Earlier in the series we found out that the cache management algorithm that comes first to mind for many of us, LRU, has been outperformed by a relatively straightforward scheme called ARC (Adaptive Replacement Cache). But who would have thought we could still improve on sort of all things after all these years! Sorting algorithms are one of the first things CS students learn – everyone has heard of quicksort. How many of us thought to ourselves “I wonder if there’s a better way?,” and then quickly ruled out any earnest attempt to find one on the grounds that so many people had already studied the problem extensively.

Chandramouli and Goldstein took up that challenge:

We revisit the problem of sorting and merging data in main memory, and show that a long-forgotten technique called Patience Sort can, with some key modifications, be made competitive with today’s best comparison-based sorting techniques for both random and almost sorted data.

The ‘sorting almost-sorted data’ problem is highly relevant given today’s highly distributed systems, since it’s what we do every time we merge logs in time order for example. (Let’s put the questions of distributed clocks and synchronized time to one side for the moment).

The refined algorithm uses an easily understandable technique called Ping-Pong Merge (because it bounces between two arrays merging sorted runs into the final overall order) to create a sorting algorithm P3-Sort (Ping-Pong Patience Sort).

So how does it do? First the case for almost-sorted data:

Looking to the literature on sorting almost sorted data, the best-known current technique is Timsort, which is the system sort in Python, and is used to sort arrays of non-primitive type in Java SE 7, on the Android platform, and in GNU Octave.

Fairly well entrenched then…. but here comes P3-Sort:

In all cases but already sorted data, P3 Sort is faster than Timsort. For the case where 5% of the data is disordered by a large amount, P3 Sort is between 3x and 4x faster than Timsort.

3 to 4x faster than the best known prior algorithm is astonishing! In the worst case of already sorted data, P3-Sort is only 10% slower than Timsort.

What about sorting of truly random data?

P3-Sort is about 20% faster than GNU Quicksort on random data

20% for a problem that has been so well studied over the years is once again, a massive leap forward.

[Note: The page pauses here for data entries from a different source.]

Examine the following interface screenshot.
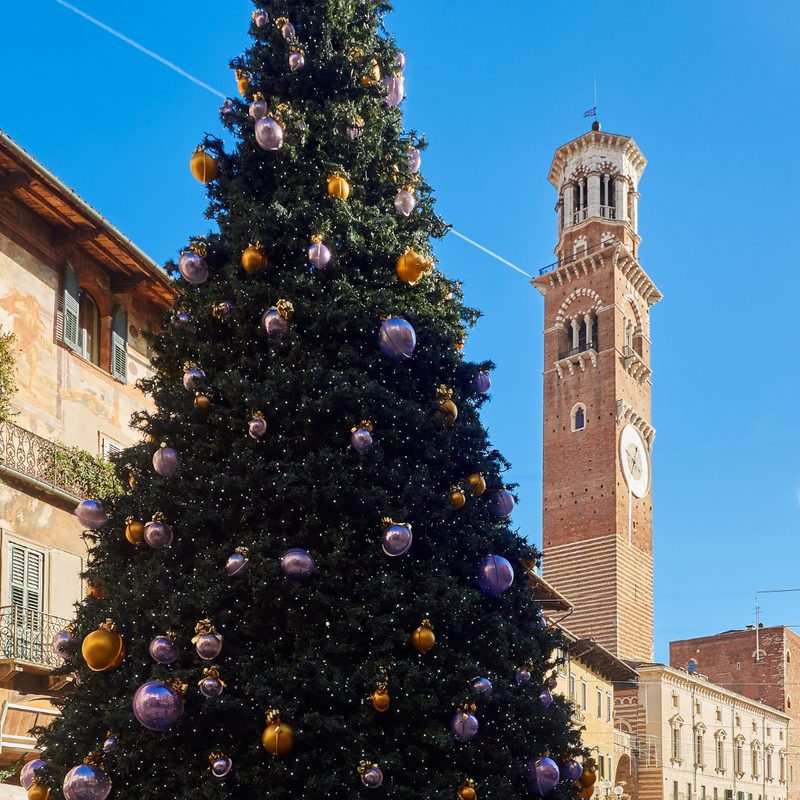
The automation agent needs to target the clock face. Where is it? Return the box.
[619,425,650,497]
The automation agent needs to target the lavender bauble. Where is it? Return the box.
[62,764,111,800]
[133,681,183,731]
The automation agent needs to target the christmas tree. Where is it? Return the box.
[34,0,581,800]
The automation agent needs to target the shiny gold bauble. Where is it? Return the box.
[242,244,267,272]
[125,520,144,544]
[438,400,458,425]
[411,625,436,653]
[189,150,217,183]
[328,175,350,200]
[81,628,125,672]
[467,472,486,497]
[397,250,426,286]
[261,722,294,756]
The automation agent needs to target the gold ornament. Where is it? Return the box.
[467,472,486,497]
[458,778,478,800]
[328,174,350,200]
[242,242,267,272]
[411,619,436,653]
[81,619,125,672]
[125,516,144,544]
[189,147,217,183]
[261,708,294,756]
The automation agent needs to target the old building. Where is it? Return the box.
[0,128,174,764]
[669,625,800,800]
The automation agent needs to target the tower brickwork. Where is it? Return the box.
[532,130,662,661]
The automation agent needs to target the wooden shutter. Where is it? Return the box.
[63,264,80,351]
[111,308,128,383]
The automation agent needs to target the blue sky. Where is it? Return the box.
[0,0,800,660]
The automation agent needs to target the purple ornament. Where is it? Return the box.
[211,756,233,778]
[194,633,222,661]
[178,251,208,284]
[261,308,291,341]
[528,756,559,795]
[225,553,248,578]
[490,490,514,517]
[150,636,178,664]
[350,428,372,456]
[450,711,478,742]
[383,75,405,107]
[394,189,417,217]
[19,758,50,791]
[472,372,492,394]
[183,367,206,392]
[558,758,583,782]
[53,631,72,661]
[361,764,383,789]
[378,317,417,361]
[256,117,283,150]
[281,547,316,581]
[381,525,412,556]
[476,556,514,597]
[63,764,111,800]
[75,500,108,531]
[153,447,181,478]
[133,681,183,731]
[144,520,173,550]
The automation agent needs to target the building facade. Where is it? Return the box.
[0,132,174,764]
[531,123,662,661]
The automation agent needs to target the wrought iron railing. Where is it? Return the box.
[0,606,69,667]
[0,422,91,499]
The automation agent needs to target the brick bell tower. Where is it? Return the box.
[531,122,662,661]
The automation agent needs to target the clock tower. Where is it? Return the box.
[531,122,662,661]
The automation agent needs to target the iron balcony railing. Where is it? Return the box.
[0,422,91,500]
[0,606,69,667]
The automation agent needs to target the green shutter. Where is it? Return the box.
[63,264,80,351]
[111,308,128,383]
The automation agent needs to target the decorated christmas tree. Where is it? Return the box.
[32,0,581,800]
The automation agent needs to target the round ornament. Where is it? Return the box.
[153,444,181,478]
[528,756,559,795]
[81,619,125,672]
[256,117,283,150]
[144,511,173,550]
[328,175,350,200]
[411,619,436,653]
[450,704,478,742]
[489,490,514,517]
[261,709,294,756]
[242,244,267,272]
[225,547,250,578]
[62,756,111,800]
[133,681,183,731]
[394,186,417,217]
[378,317,417,361]
[19,758,50,791]
[472,372,492,394]
[150,634,178,664]
[476,556,514,597]
[189,147,217,183]
[281,547,316,581]
[381,519,412,556]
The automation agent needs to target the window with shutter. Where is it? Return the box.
[63,264,80,350]
[111,308,128,383]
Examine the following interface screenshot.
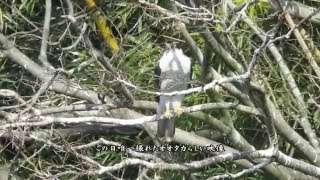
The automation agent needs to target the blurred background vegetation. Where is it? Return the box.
[0,0,320,179]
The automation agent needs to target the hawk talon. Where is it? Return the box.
[175,107,185,117]
[164,109,173,119]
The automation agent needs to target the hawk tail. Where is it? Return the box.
[157,118,175,142]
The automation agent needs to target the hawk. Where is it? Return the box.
[155,46,191,142]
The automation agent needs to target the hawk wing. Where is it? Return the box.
[155,48,191,142]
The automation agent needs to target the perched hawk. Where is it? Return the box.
[155,44,191,142]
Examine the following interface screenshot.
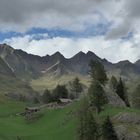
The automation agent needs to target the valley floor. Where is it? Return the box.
[0,101,140,140]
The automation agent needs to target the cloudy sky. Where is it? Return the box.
[0,0,140,62]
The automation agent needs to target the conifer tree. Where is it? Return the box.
[116,78,130,107]
[102,116,119,140]
[88,81,108,113]
[110,76,118,91]
[70,77,83,98]
[77,98,98,140]
[132,85,140,109]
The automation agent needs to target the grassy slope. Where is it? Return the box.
[0,101,140,140]
[0,102,77,140]
[0,74,34,95]
[31,75,89,92]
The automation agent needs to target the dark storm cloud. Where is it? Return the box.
[106,0,140,39]
[0,0,111,31]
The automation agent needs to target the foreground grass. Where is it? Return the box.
[0,102,77,140]
[0,101,140,140]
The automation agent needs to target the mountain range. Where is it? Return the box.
[0,44,140,92]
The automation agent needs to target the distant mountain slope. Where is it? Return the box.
[0,44,140,89]
[0,52,36,97]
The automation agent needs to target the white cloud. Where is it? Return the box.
[4,34,140,62]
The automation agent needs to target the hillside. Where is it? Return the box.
[0,52,35,97]
[0,44,140,91]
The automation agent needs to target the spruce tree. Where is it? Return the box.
[110,76,118,91]
[70,77,83,98]
[116,78,130,107]
[132,85,140,109]
[102,116,119,140]
[77,98,98,140]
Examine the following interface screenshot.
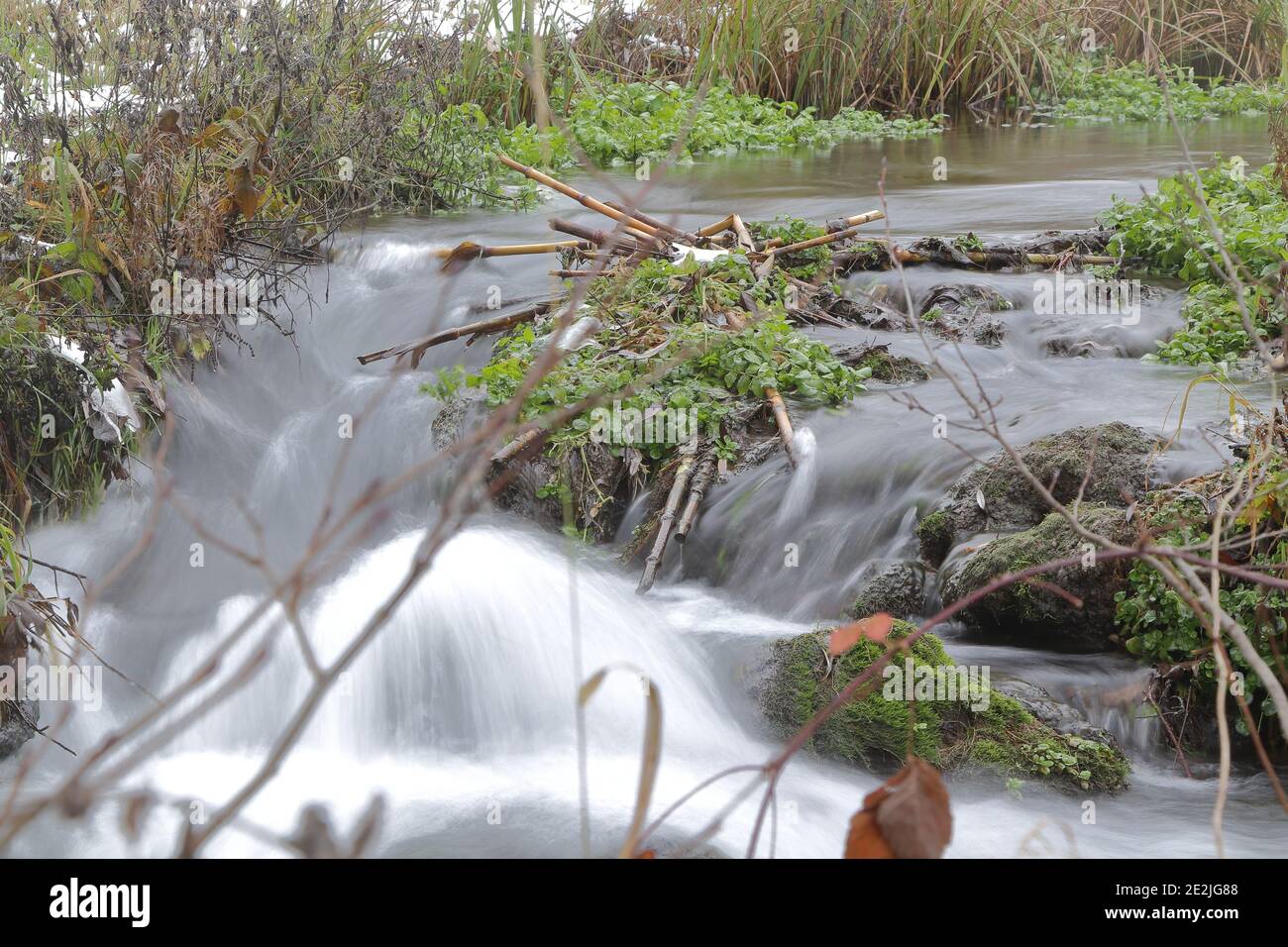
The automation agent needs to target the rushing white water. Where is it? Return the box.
[10,116,1288,857]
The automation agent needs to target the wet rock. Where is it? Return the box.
[997,681,1118,749]
[940,504,1136,650]
[430,393,641,541]
[814,283,912,333]
[759,621,1129,791]
[947,421,1158,533]
[832,344,930,385]
[846,562,926,618]
[917,283,1014,346]
[0,699,40,760]
[915,510,954,569]
[1024,227,1115,256]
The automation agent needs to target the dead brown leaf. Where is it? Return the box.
[827,612,894,657]
[845,756,953,858]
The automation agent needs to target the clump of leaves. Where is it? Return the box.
[1048,56,1285,121]
[748,217,832,282]
[1115,491,1288,733]
[425,254,871,459]
[568,82,944,163]
[1102,158,1288,365]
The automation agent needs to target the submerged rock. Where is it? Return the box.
[997,681,1118,749]
[0,701,40,760]
[917,283,1014,346]
[760,621,1129,791]
[947,421,1158,533]
[940,504,1136,648]
[846,562,926,618]
[832,344,930,385]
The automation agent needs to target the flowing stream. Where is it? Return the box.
[10,112,1288,857]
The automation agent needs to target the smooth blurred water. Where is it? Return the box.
[0,112,1288,857]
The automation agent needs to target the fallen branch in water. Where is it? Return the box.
[765,210,885,257]
[434,240,591,273]
[496,154,660,237]
[635,441,697,595]
[675,454,716,544]
[765,388,800,468]
[548,217,670,257]
[358,296,563,368]
[604,201,702,244]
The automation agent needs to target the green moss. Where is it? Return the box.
[859,348,930,385]
[914,510,953,566]
[761,621,1129,791]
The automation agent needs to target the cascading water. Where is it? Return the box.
[10,112,1288,857]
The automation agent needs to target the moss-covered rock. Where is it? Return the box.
[845,562,926,618]
[940,504,1134,648]
[915,510,954,569]
[760,621,1129,791]
[948,421,1156,532]
[917,283,1014,346]
[832,346,930,385]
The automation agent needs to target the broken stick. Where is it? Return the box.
[496,154,658,237]
[675,454,716,544]
[358,296,563,368]
[635,440,698,595]
[765,388,800,468]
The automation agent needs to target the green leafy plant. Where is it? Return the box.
[1100,158,1288,365]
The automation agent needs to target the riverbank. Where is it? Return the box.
[2,0,1288,860]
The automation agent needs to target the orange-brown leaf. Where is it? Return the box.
[876,758,953,858]
[845,758,953,858]
[233,167,259,220]
[827,612,894,657]
[845,809,894,858]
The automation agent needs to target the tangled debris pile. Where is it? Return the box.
[358,155,1138,592]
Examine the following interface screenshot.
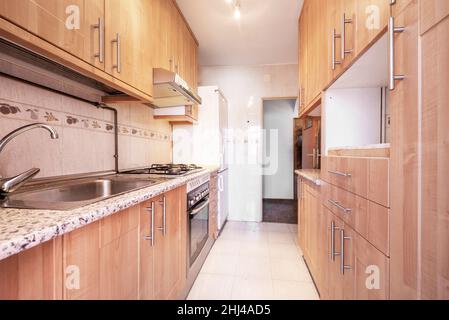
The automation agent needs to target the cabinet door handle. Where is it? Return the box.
[341,13,353,60]
[328,170,352,178]
[327,199,352,213]
[331,221,341,261]
[94,18,104,63]
[340,228,352,274]
[388,17,405,91]
[332,29,341,70]
[112,33,122,73]
[157,196,167,236]
[145,202,154,247]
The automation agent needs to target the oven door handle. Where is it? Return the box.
[190,198,210,216]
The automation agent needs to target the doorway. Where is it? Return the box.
[262,98,298,224]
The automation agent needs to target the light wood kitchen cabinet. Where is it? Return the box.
[140,189,187,300]
[419,0,449,35]
[0,237,63,300]
[420,9,449,300]
[354,0,390,55]
[324,208,389,300]
[105,0,153,95]
[99,206,139,300]
[298,178,327,296]
[344,225,390,300]
[389,0,420,299]
[0,0,105,70]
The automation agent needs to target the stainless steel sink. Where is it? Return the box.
[1,175,167,210]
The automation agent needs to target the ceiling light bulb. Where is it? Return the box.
[234,5,241,20]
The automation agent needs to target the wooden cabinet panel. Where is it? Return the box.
[421,13,449,299]
[355,0,390,54]
[63,222,100,300]
[321,157,390,207]
[339,226,390,300]
[323,207,345,300]
[155,189,186,299]
[419,0,449,35]
[139,198,160,300]
[140,188,187,300]
[105,0,153,95]
[0,0,104,70]
[321,183,390,255]
[99,206,139,300]
[389,0,419,299]
[0,238,63,300]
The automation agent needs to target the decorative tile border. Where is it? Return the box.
[0,99,172,141]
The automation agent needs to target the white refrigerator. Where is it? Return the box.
[173,86,229,230]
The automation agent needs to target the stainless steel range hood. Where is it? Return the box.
[153,68,201,108]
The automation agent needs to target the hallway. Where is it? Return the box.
[188,222,319,300]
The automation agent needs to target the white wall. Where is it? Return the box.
[263,100,296,199]
[200,65,298,221]
[322,88,382,154]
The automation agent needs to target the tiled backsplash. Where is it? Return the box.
[0,77,172,177]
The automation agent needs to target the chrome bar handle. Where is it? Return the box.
[332,29,341,70]
[388,17,405,91]
[327,199,352,214]
[112,33,122,73]
[340,228,352,275]
[157,196,167,236]
[145,202,155,247]
[328,170,352,178]
[94,18,104,63]
[341,13,353,60]
[331,221,341,261]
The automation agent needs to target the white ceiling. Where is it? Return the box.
[177,0,303,66]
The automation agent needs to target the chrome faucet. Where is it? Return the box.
[0,123,59,198]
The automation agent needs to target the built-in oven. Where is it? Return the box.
[187,180,209,267]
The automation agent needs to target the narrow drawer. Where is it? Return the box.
[321,157,390,207]
[321,183,390,256]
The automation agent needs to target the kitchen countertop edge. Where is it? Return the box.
[0,169,211,261]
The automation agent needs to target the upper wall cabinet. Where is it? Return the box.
[299,0,390,111]
[0,0,104,70]
[152,0,198,89]
[105,0,153,95]
[0,0,198,102]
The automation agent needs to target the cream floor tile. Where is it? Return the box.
[269,243,302,259]
[260,222,290,232]
[237,230,268,243]
[231,277,274,300]
[235,256,271,280]
[273,280,319,300]
[271,259,312,282]
[239,240,270,257]
[187,274,234,300]
[210,238,241,255]
[200,253,238,276]
[268,231,295,245]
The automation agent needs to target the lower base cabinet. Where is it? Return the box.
[0,186,187,300]
[139,188,187,300]
[298,179,390,300]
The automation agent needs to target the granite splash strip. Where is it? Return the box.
[0,170,210,260]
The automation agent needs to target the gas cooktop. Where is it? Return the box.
[122,164,202,176]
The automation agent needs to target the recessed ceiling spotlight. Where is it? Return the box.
[234,3,242,20]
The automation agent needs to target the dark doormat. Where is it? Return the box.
[263,199,298,224]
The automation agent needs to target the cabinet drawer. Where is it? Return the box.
[321,157,390,207]
[321,183,390,256]
[344,225,390,300]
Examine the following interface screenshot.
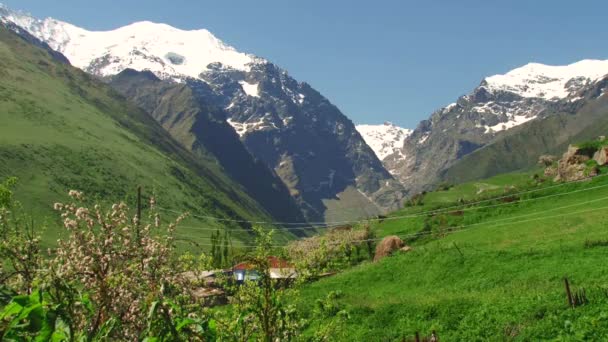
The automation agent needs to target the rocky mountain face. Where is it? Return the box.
[356,122,412,166]
[197,61,403,220]
[0,22,288,246]
[442,74,608,182]
[110,69,306,228]
[0,8,405,221]
[384,60,608,192]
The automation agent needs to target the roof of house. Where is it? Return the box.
[232,256,294,270]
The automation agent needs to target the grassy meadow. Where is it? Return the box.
[299,173,608,341]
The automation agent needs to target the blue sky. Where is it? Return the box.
[5,0,608,128]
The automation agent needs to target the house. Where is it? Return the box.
[232,256,298,282]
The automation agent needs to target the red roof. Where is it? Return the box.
[232,256,294,270]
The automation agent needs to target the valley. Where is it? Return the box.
[0,4,608,342]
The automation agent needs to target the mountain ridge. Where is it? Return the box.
[4,5,405,221]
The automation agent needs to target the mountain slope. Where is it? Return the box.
[442,78,608,182]
[110,69,305,230]
[0,24,288,244]
[384,60,608,192]
[356,122,412,171]
[0,8,404,221]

Then of course there's the replacement selection sort use case – sorting of datasets too large to fit into main memory.

The faster approach, which deeply integrates P3 Sort into selection sort, improves CPU performance/throughput by 3x – 20x over classical selection sort

The authors believe that this new version can reduce the number of passes needed to sort logs with bounded disorder, from 2 passes down to 1. Thus interest in replacement sort may revive after 15 years in the doldrums.

In the conclusions the authors also note the potential for the techniques to be applied inside a DBMS, and that many further optimisations to P3-Sort are anticipated.